Table 3. Performance comparison between multi-signatures and ECDSA. The \(\mathsf {Sign}\) column gives the timings for generating an individual signature. The columns of \(\mathsf {VerifyMul}\) give the timings for verifying a multi-signature signed by a threshold number of members from a group of size \(\ell \) with \(\ell = 64, 128, 256\). The threshold number is set to be \(\lfloor \ell /2\rfloor +1\). That is, 33 (resp. 65, 129) members from a group of 64 (resp. 128, 256) members. The columns of \(\mathsf {VerifyAgg}\) give the timings for verifying an aggregate signature signed by 64 (or 128, 256) groups where each group consists of 128 members and a threshold number (i.e., 65) of members signed.

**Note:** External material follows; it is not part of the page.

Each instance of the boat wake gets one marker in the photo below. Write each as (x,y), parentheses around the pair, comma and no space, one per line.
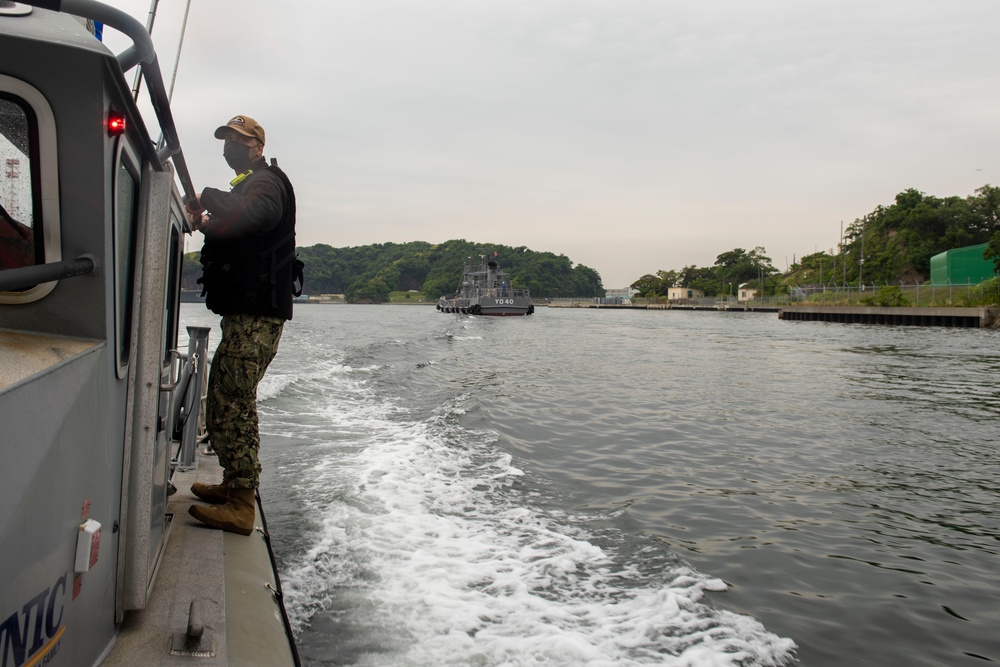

The \(\mathsf {VerifyAgg}\) columns in Table 3 give the timings for verifying an aggregate signature signed by k groups (\(k\,=\,64, 128, 256\)) where each group consists of 128 members and a majority number (i.e., 65) of members signed. When using ECDSA for the same purpose, this corresponds to \(65\cdot k\) ECDSA signatures. For all four multi-signature schemes, the timing for verifying k multi-signatures using \(\mathsf {VerifyAgg}\) is less than \(k\cdot t\) where t is the time for verifying a multi-signature using \(\mathsf {VerifyMul}\). This is because \(\mathsf {VerifyAgg}\) functions as a batch verification which saves \(k-1\) pairing computations. Similar to \(\mathsf {VerifyMul}\), \(\mathsf {RSMS}\text{- }\mathsf {pop}\) and \(\mathsf {RSMS}\text{- }\mathsf {pop}\text{- }\mathsf {zk}\) outperforms \(\mathsf {RSMSP}\) and \(\mathsf {RSMSP}\text{- }\mathsf {zk}\) and ECDSA in terms of the verification of aggregate signatures.